Co-Authored-By: Virgil <virgil@lethean.io>

Adding a New Embedding Provider

  1. Create a new file, e.g., openai.go.
  2. Define a config struct and constructor.
  3. Implement the Embedder interface: Embed, EmbedBatch, EmbedDimension.
  4. Add a corresponding openai_test.go with pure-function tests (config defaults, dimension lookup).
  5. Add an openai_integration_test.go with the //go:build rag tag for live API tests.

Adding a New Vector Backend

  1. Create a new file, e.g., weaviate.go.
  2. Define a config struct and constructor.
  3. Implement all methods of the VectorStore interface.
  4. Ensure CollectionInfo maps backend status codes to the green/yellow/red/unknown strings.
  5. Add integration tests under the rag build tag.

Common Pitfalls

Wrong replace path in go.mod: The replace directive must point to ../go, not ../core. If go test reports module not found for forge.lthn.ai/core/go, verify the replace directive and that the sibling directory exists.

Qdrant UUID requirement: Do not pass arbitrary strings as point IDs. Always use ChunkID() or another MD5/UUID generator. Qdrant rejects non-UUID strings with Unable to parse UUID: <value>.

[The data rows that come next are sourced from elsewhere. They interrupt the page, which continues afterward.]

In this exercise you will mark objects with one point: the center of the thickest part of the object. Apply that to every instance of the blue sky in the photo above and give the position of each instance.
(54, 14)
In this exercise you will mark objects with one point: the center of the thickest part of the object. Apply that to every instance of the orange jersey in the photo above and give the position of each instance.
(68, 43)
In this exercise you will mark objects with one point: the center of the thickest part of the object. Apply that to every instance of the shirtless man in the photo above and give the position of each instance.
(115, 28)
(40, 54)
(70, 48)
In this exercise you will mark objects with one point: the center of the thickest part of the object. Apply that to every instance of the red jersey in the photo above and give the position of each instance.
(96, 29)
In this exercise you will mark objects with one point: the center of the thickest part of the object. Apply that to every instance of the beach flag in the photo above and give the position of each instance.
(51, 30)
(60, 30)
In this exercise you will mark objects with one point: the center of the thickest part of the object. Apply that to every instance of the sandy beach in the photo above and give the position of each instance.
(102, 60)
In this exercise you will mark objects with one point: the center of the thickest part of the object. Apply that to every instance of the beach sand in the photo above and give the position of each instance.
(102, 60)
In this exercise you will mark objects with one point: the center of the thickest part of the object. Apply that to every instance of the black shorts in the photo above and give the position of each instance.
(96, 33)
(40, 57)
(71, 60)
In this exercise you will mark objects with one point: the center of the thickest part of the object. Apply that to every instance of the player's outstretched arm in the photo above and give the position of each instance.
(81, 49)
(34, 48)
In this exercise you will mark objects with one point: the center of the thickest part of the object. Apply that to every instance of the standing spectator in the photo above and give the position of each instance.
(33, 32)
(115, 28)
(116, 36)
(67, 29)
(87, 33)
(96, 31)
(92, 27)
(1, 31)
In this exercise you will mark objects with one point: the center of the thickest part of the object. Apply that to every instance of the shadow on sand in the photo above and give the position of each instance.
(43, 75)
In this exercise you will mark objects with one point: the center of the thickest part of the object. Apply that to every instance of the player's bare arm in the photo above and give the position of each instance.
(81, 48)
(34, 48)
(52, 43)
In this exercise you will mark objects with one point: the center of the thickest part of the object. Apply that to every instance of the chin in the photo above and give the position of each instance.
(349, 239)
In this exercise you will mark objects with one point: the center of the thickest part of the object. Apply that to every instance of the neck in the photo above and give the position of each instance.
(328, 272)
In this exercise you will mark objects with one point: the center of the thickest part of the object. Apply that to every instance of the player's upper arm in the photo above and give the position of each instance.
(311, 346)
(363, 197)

EmbedBatch is sequential: There is no batch endpoint in the Ollama API. EmbedBatch calls Embed in a loop. If throughput is critical, parallelise calls yourself with goroutines and limit concurrency to avoid overwhelming the Ollama process.

Collection not created before upsert: Ingest handles collection creation automatically. If calling UpsertPoints directly, call CreateCollection (or CollectionExists + conditional create) first.

Score threshold: The default threshold is 0.5. For short or ambiguous queries this may return zero results. Lower the threshold in QueryConfig.Threshold or set it to 0.0 to return all results above the Limit.

Convenience wrappers open a new connection per call: QueryDocs, IngestDirectory, and IngestSingleFile construct new QdrantClient instances (and new gRPC connections) on every invocation. Use the *With variants with pre-created clients for server processes or loops.